Paul Thomas Anderson
June 26, 2015
I have a feeling some hate PAUL THOMAS ANDERSON (born 1970), as their predecessors hated Stanley Kubrick, for his ambition. Anderson is of course highly praised, but he also inspires bloodlust: he sets out to be different, and some critics can’t forgive him for it, where they will sing the homely praises of decent artists doing déjà vu work in acceptable forms. Critics who have never outgrown Pauline Kael’s orgasm aesthetics tend somehow to feel that to be drawn-out or difficult, let alone brazenly visionary, is to sin against movies.

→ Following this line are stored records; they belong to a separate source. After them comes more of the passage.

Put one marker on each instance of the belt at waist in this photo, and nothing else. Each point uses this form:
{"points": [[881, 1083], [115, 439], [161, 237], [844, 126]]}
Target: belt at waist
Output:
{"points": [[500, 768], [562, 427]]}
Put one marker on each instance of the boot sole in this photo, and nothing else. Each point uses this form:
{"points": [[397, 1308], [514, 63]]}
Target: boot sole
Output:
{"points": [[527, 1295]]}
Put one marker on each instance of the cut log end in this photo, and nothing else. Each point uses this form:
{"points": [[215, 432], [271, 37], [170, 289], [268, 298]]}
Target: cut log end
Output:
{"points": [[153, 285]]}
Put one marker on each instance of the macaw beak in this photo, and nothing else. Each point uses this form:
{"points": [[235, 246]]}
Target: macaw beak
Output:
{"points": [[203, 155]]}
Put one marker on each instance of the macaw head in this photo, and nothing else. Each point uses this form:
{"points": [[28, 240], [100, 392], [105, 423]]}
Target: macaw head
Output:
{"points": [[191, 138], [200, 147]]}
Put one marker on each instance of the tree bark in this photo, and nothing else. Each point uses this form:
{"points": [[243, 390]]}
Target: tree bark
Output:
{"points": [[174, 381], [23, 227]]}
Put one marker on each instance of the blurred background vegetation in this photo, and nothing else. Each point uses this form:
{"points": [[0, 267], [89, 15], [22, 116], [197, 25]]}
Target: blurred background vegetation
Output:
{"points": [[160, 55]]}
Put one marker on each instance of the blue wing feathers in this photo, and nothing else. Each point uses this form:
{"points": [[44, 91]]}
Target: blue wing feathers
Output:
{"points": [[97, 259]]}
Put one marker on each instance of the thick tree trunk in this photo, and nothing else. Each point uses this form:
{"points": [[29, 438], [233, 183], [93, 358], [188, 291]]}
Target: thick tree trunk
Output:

Anderson has said he learned how to direct movies from watching them, and from listening to the commentary tracks on DVDs; indeed, his first three films manifest both movie fever and a compulsion to push familiar scenarios into hard, dark corners. But from Punch-Drunk Love forward, Anderson’s rhythms and logics emanate straight from his characters’ situations, dynamics, and mental states, with a minimum of mediation via plotting, expository dialogue, or telegraphic editing. While Boogie Nights — a movie spawned by Nashville, Raging Bull, and Pulp Fiction that outruns them all — remains Anderson’s great claim on orgasm (or any other) aesthetics, and There Will Be Blood gives Daniel Day-Lewis a screen worthy of his depth and size, the director’s truest testaments to date are also his most bizarre: The Master, a mystic iceberg tantalizingly hidden beneath currents of actorly communion and unfixed meaning; and Punch-Drunk Love, 94 minutes of sustained magic, mounting tension, and spiraling disbelief wound around the maypole of an Adam Sandler performance you never imagined he could give — until Anderson, confound his ambition, got it.